Both forms of knowledge are important from knowledge management's perspective and effectiveness.

We will discuss key functional areas of Knowledge Management in subsequent posts. After discussing key functional areas of Knowledge Management, we will come back to the "ability to convert the tacit knowledge into explicit knowledge".

What is data, information, knowledge, wisdom?

Why do we use so many terms for same thing: data, information, knowledge etc? Do all terms have same meaning or are these semantically different terms not understood correctly by majority of people? It would be best if we understand these terms ourselves and then make a decision.

We are talking about four terms: Data, Information, Knowledge and Wisdom.
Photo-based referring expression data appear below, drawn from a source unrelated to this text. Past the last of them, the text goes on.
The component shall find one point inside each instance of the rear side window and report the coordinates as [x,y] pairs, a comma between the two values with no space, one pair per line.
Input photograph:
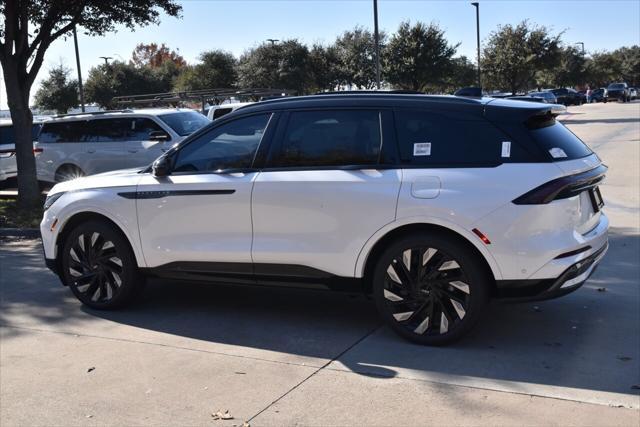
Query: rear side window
[62,132]
[560,142]
[330,138]
[438,140]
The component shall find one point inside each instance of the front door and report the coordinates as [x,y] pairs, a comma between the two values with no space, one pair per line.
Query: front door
[198,218]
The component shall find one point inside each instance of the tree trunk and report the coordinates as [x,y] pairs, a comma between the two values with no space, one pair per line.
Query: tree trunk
[18,100]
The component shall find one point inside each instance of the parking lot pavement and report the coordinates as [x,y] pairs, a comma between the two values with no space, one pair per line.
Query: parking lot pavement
[283,357]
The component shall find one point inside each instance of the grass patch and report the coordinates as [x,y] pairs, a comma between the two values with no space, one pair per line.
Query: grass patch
[12,216]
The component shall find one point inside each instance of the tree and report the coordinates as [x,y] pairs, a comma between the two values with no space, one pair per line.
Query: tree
[282,65]
[152,55]
[119,78]
[324,68]
[514,55]
[357,57]
[418,57]
[217,69]
[58,92]
[26,32]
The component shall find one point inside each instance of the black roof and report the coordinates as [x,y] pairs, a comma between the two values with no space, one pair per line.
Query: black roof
[496,109]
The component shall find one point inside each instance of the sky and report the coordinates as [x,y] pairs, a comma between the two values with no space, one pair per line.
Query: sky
[237,25]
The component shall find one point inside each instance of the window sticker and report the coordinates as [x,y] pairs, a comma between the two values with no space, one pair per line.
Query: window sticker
[422,149]
[506,148]
[557,153]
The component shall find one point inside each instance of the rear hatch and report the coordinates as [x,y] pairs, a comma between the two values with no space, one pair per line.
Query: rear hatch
[574,190]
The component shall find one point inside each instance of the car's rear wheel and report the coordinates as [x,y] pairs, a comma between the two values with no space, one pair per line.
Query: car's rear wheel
[430,288]
[99,266]
[68,172]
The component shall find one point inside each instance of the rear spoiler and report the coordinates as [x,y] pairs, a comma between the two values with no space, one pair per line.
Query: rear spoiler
[502,110]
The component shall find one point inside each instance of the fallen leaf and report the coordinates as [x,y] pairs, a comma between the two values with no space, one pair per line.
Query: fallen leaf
[222,415]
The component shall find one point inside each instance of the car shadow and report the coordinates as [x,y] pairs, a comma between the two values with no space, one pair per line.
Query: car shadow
[588,339]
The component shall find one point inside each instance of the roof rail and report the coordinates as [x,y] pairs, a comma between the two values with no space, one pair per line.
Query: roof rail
[93,113]
[367,92]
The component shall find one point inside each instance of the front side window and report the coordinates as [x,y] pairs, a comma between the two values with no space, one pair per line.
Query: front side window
[232,145]
[427,138]
[330,138]
[184,122]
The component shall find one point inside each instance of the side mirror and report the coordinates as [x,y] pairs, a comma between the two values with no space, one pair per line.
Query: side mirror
[158,135]
[161,167]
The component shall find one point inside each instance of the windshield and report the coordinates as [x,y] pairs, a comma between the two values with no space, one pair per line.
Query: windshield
[184,122]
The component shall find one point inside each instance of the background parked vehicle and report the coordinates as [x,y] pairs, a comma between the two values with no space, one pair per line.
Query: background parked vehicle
[568,96]
[8,167]
[84,144]
[598,95]
[548,97]
[618,91]
[217,111]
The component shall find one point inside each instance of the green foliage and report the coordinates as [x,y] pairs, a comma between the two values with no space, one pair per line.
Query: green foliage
[119,78]
[419,57]
[282,65]
[217,69]
[57,92]
[355,51]
[514,56]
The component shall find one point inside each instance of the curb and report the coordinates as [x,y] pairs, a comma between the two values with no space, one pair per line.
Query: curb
[20,232]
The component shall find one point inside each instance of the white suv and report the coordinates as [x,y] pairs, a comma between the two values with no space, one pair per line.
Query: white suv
[81,144]
[432,204]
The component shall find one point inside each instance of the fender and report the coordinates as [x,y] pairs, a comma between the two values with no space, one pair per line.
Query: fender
[466,234]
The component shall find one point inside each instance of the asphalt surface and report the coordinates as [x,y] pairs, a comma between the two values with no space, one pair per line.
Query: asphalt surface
[289,357]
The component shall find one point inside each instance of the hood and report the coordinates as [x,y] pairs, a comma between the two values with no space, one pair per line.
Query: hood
[118,178]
Data is set of records. Data represents a fact or statement of event, a raw data with no knowledge of relationship. For examples, records of customer.

Information is when we attach semantic to the data. Information wraps understanding of relation in conext of the subject. If we are able to answer on who, what, when, where questions. For example, information about current customers, information about new customers.

Knowledge is when we attach intelligence to the information. If we are able to infer "how" about the information. For example, how many customer have cancelled the accounts in current fiscal year? How many leads were converted into new customers?

Wisdom: philosophical definition says that wisdom consists of making the best use of available knowledge. Wisdom embodies more of an understanding of fundamental principles embodied within the knowledge that are essentially the basis for the knowledge being what it is.

So as we move up from data to wisdom, we go up a level of maturity. We add more semantics and intelligence to add value to raw data to make it more useful.

Then how is Data Management different from Information Management and Knowledge Management. Why are we not talking about Wisdom? Is Wisdom not required in all other aspects?

We will talk deeper into knowledge in subsequent posts and try to understand more about explict and implicit knowledge.